Afterward, the students learned about traditional herbal medicine or watched an acupuncturist, who said she learned her craft not from the Chinese, but from the 13 surviving Toltec Indian Codices that describe the ancient Mexican culture and medicines. Students also learned about traditional Mexican massage, acupressure and reflexology.

Many students choose to get a limpia. Tawni Auxier, 32, an aspiring novelist, told Elena Avila, a curandera from Albuquerque, that she was thinking of giving up writing. She was frustrated, and somewhat blocked.

Ms. Avila, a former psychiatric nurse, is now a full-time curandera who lectures and sees clients in the Americas and Europe. Ms. Auxier’s limpia was essentially short psychotherapy, but with considerably more empathy and touch, tied together by an arpeggio of wisps with a large condor feather.

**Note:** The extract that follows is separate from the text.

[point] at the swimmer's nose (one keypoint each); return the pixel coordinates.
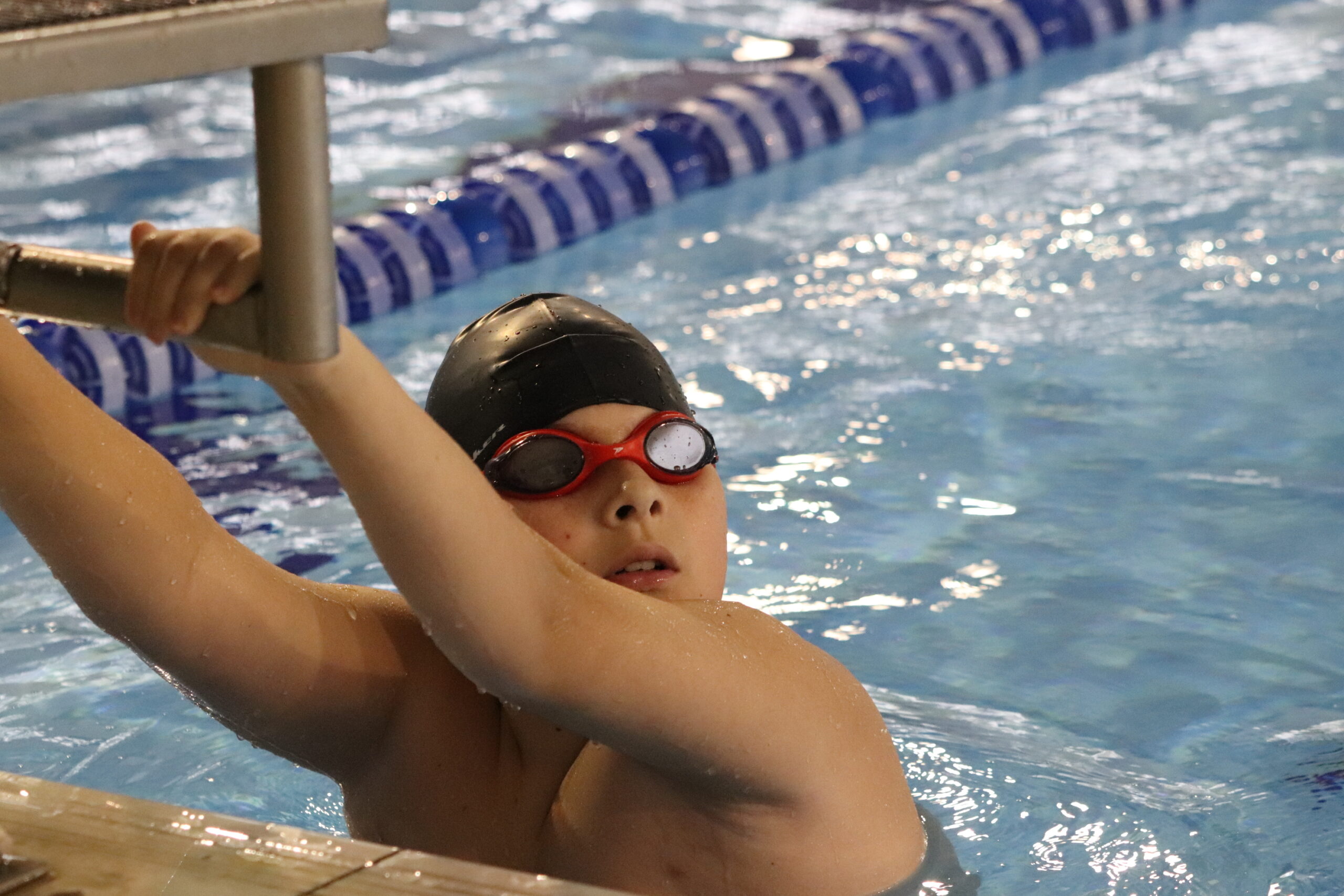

At the conclusion of the course, the Mexican curanderos joined their American colleagues to conduct a health fair in a predominantly Hispanic Albuquerque neighborhood. Large tents covered a field. People wandered and waited in line for therapeutic massages, limpias, packets of dried herbs, tinctures and potions.

Watching the curanderos, I was reminded of what anthropologists call grooming behavior, the innate sense that all primates and most other animals have to touch and nurture one another. Perhaps the reason so many people are turning to so-called alternative healers is that physicians, whether because of the press of time or the loss of touch, are not doing the grooming job as well.